2. The method according to claim 1, characterized in that, The capacity of the second address translation cache unit is greater than that of the first address translation cache unit.

3. The method according to claim 1, characterized in that, The method further includes: If the address translation table entry is found in the target first address translation cache unit, then the memory is written with data corresponding to the data write request according to the physical memory address contained in the address translation table entry; or, If the address translation table entry is found in the second address translation cache unit, then the memory is written with data corresponding to the data write request according to the physical memory address contained in the address translation table entry.
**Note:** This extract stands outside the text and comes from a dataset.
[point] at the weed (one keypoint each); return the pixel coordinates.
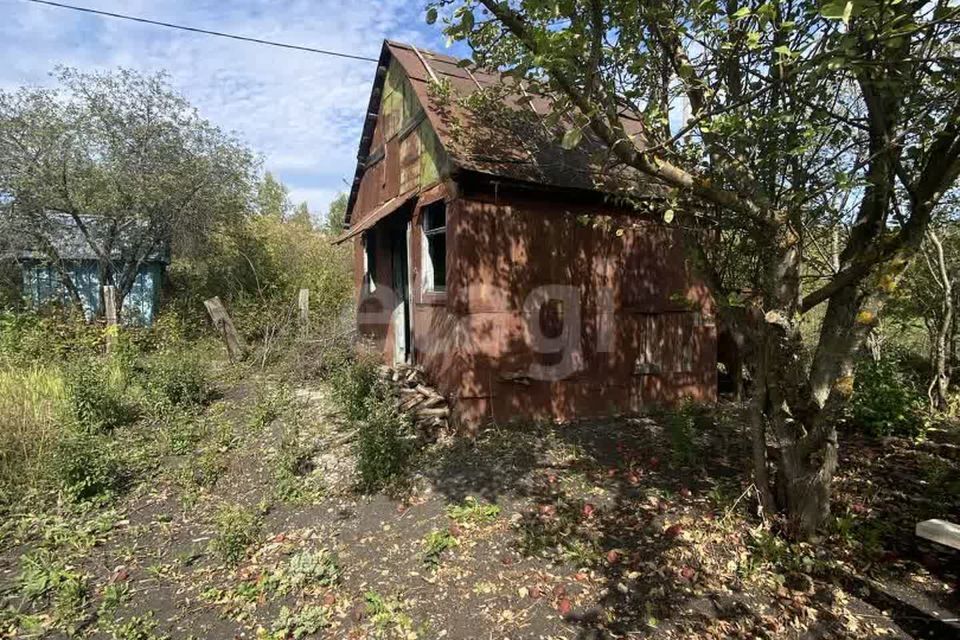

The query order of the first target address translation cache unit is prioritized over that of the second address translation cache unit.

4. The method according to claim 1, characterized in that, The method further includes: Receive a data read request sent by the target external device, wherein the data read request includes the virtual memory address; If the address translation table entry is not found in the first target address translation cache unit, then the second address translation cache unit is queried to see if the address translation table entry is contained, and the address translation table entry is queried in the page table; If the address translation table entry is obtained from the second address translation cache unit, then the query of the page table is stopped; Data is read from the physical memory address based on the address translation table entry retrieved.
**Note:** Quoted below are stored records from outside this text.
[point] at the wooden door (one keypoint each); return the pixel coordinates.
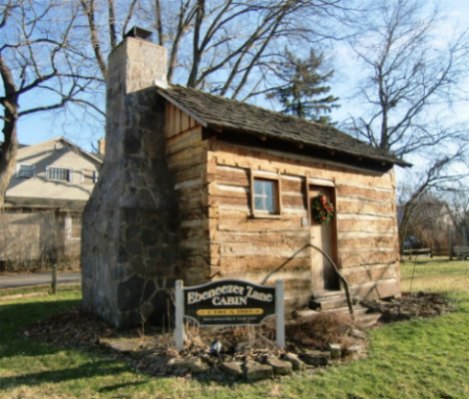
(323, 236)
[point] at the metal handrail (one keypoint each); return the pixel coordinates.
(336, 269)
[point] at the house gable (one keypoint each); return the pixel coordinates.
(55, 173)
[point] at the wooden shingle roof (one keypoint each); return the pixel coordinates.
(234, 117)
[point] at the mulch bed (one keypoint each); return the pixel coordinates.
(410, 305)
(152, 350)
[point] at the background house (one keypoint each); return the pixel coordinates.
(41, 219)
(201, 187)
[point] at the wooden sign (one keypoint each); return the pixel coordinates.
(229, 303)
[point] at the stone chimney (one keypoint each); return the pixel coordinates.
(130, 224)
(102, 147)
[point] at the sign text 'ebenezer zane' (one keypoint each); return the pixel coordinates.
(229, 303)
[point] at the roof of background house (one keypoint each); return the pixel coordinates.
(220, 113)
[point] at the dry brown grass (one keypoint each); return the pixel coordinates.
(320, 331)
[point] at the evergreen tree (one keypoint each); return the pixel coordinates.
(305, 93)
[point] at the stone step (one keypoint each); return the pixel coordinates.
(326, 300)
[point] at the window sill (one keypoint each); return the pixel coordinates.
(265, 216)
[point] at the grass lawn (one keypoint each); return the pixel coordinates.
(416, 359)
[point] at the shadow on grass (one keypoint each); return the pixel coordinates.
(16, 317)
(86, 370)
(17, 350)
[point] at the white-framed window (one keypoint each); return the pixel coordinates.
(90, 176)
(25, 170)
(58, 174)
(265, 196)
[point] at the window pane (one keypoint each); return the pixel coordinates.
(265, 195)
(26, 170)
(58, 174)
(259, 203)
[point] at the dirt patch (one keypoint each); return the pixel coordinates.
(312, 340)
(410, 305)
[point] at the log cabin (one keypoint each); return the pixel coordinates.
(200, 187)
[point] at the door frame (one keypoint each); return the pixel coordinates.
(329, 186)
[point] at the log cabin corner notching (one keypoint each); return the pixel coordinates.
(200, 187)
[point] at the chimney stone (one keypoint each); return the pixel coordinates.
(130, 234)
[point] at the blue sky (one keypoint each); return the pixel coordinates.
(40, 127)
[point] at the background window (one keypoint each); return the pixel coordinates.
(266, 195)
(61, 174)
(25, 170)
(90, 176)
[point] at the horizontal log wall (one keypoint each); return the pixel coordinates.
(269, 248)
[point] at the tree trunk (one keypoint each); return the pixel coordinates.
(9, 149)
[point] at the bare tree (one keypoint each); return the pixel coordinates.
(37, 61)
(411, 73)
(223, 46)
(433, 183)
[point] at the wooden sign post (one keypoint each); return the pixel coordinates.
(229, 303)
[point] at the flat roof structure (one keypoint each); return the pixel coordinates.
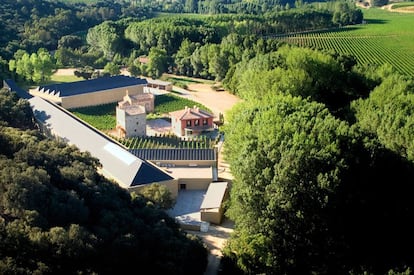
(158, 82)
(191, 113)
(117, 162)
(91, 85)
(214, 196)
(175, 154)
5. The method according to claim 1, characterized in that, The method further includes: If it is determined that the address translation table entry will be deleted from the target first address translation cache unit, a store instruction instructing the second address translation cache unit to store the address translation table entry is sent, so that the second address translation cache unit stores the address translation table entry when it is determined that the address translation table entry is not stored.

6. A memory management unit, characterized in that, include: A first address translation cache unit and an address translation processing unit; wherein, the address translation processing unit is connected to a second address cache unit, the second address cache unit is connected to different address translation processing units located within the same processing chip, and the different address translation processing units are located in different memory management units within the processing chip; The address translation processing unit is used to execute the memory access method as described in any one of claims 1 to 5.

7. The memory management unit according to claim 6, characterized in that, The memory management unit includes an IOMMU, the first address translation cache unit includes a first IOTLB, and the second address translation cache unit includes a second IOTLB.

8. A processing chip, characterized in that, include: At least one memory management unit as described in claim 6, and a second address translation cache unit; The second address cache unit is connected to each memory management unit.

9. An electronic device, characterized in that, include: At least one processing chip, memory, and external device as described in claim 8.

10. A non-transitory machine-readable storage medium, characterized in that, The non-transitory machine-readable storage medium stores executable code, which, when executed by a memory management unit in the electronic device as claimed in claim 9, causes the memory management unit to perform the memory access method as claimed in any one of claims 1 to 5.